As we mentioned in a previous post, because of the evolution of cyber threats, AV no longer offers the same protection it once did. It detects suspicious activity and protects against malware, but unfortunately, cybercriminals are now using advanced threats. According to Verizon’s 2017 Data Breach Investigations Report, more than half (51%) of breaches included malware, but just one year later, their 2018 Data Breach Investigations Report states that only 30% included malware.
Because of these advanced threats, actively monitoring behavioral events at the endpoint level and monitoring lateral network activity is the new standard in cybersecurity. Endpoint detection and response (EDR) should be used in addition to AV because it allows you to detect anomalous behavior and advanced indicators of compromise that are not typically detected through AV solutions.
3 Types of Attacks That AV Will Miss
1. Zero-day attacks
A zero-day attack is exactly what it sounds like—a cyberattack that happens the same day a weakness in AV protection is revealed; therefore, it’s exploited before a fix becomes available from its creator.
AV detects a malware signature—a continuous sequence of bytes contained within malware—but zero-day attacks manipulate the signature and, thus, makes it easy to sneak past traditional AV.
2. Ransomware attacks
Ransomware attacks involve software that is downloaded by an unsuspecting victim usually via an infected email attachment like a Microsoft Word document or an Adobe PDF file.

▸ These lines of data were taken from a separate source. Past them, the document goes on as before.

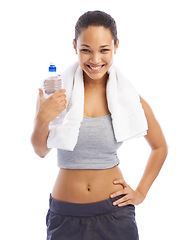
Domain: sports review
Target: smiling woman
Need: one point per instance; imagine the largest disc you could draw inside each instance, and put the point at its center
(95, 48)
(86, 201)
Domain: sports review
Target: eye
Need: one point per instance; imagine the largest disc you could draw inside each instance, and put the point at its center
(105, 50)
(85, 50)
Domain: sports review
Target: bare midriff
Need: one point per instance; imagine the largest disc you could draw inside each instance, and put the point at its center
(86, 185)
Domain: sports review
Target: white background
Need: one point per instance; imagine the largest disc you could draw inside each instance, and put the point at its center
(156, 52)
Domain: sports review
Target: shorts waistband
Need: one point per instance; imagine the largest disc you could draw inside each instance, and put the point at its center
(84, 209)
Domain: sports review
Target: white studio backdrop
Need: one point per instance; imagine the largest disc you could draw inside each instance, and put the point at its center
(156, 52)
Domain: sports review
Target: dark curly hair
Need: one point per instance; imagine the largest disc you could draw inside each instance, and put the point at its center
(96, 18)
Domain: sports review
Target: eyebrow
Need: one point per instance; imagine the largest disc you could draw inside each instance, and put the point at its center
(85, 45)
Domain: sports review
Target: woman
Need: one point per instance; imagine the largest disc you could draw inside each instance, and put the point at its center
(95, 203)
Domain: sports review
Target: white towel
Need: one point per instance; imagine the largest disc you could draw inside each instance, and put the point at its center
(124, 104)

AV doesn’t always protect against ransomware because, sometimes, the signature of the malware is new or not recognizable.
3. Fileless malware attacks
Unlike a ransomware threat, a fileless malware attack is an attack on existing Windows tools rather than malicious software being installed on the victim’s computer; therefore, there is no signature for the AV to pick up on.

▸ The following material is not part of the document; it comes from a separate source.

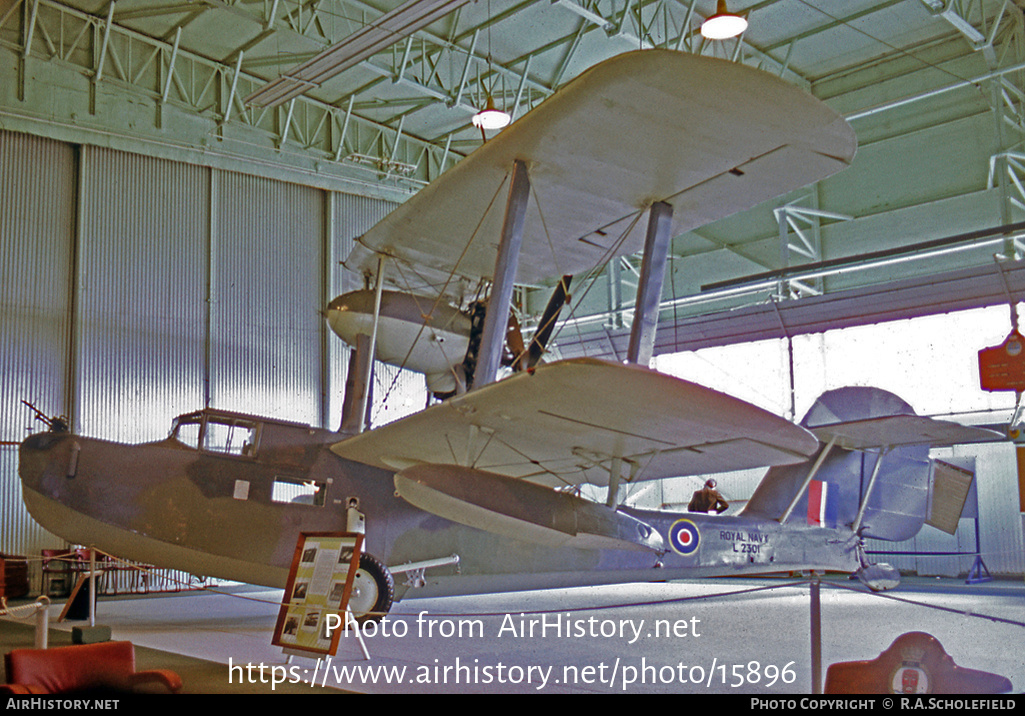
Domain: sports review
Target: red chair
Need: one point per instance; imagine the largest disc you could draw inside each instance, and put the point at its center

Why EDR Will Detect These Attacks
Simply put, EDR doesn’t care what kind of virus or malware is used—it looks at the behavior that’s taking place. If the behavior is malicious or indicative of suspicious activity, EDR technology will identify that and send an alert. It will then continue to monitor indicators of compromise and malicious activity on the system to protect against threats like fileless malware.
Most cybersecurity experts will agree that AV protection is still important, but that even more important is combining it with further security measures. Avalon’s solution includes traditional AV blocking/tackling technology together with EDR technology that provides a defense and depth approach to your overall security program.